Kenzie Jones | Sports Editor | @KenzieScribbler

As the semester comes to a close most of us students are either worried about graduation or excited that soon we won’t have to do anything for school for the next four months. The tendency is to forget what it was like this time of year back in high school.

With the UVU calendar set up this year, we actually will be finishing graduation and convocation on the same day that high school seniors everywhere in the nation will be picking what college they will be attending in the fall. I’m talking about May 1st.

It’s the day that everyone wears memorabilia of their future school and shows off a little. For a student athlete this day is a huge deal, because you are not only pick where you will be getting an education for the next four years but you are picking the team you will be playing for as well. Speaking as an athlete, your team is your family. Picking your family for the next four years, that’s a big decision to make.

Sure, every sport is different. The NLI (National Letter of Intent) has different dates for some sports. Basketball had to pick in November, football was at the beginning of this month, but all other sports the final decision is May 1st. Although you do have the option to change your mind up until August, but most people don’t do that because it gives you a bit of a bad name.

For myself, I knew exactly where I was going to go swim three months before my dead line. I went and visited the school and love the campus, the professors, and most importantly I got along with the team. Then about three weeks before my dead line I started talking to an other coach. They had me convinced that I was destined to go to this other school.

I was lucky enough that my aunt gave me an early graduation present and sent me to go visit this other school that I thought I was going to love. Within the first five minutes at this other school I knew that I would hate every moment I was trapped there. The trip made my decision for me and come the first of May I stuck with my original choice.

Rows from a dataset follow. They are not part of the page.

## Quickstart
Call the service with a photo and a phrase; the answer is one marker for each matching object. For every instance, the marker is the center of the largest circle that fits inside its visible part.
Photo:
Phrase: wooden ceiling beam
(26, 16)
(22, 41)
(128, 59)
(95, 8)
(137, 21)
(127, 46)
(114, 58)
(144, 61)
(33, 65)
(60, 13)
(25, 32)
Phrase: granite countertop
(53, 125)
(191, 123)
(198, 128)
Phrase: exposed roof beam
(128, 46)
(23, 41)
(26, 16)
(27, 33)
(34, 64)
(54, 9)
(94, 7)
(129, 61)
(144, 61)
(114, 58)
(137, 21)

There are plenty of athletes out there like me, who, much like the majority of high school aged children, think they know everything but in all actuality are changing their mind every five minutes. I’m 22 years old and still think I know everything, but don’t know what I’m doing with my life.

Congratulations to all those, student athletes and plain students, who figured things out right before their first graduation and now mostly have things figured out for their next.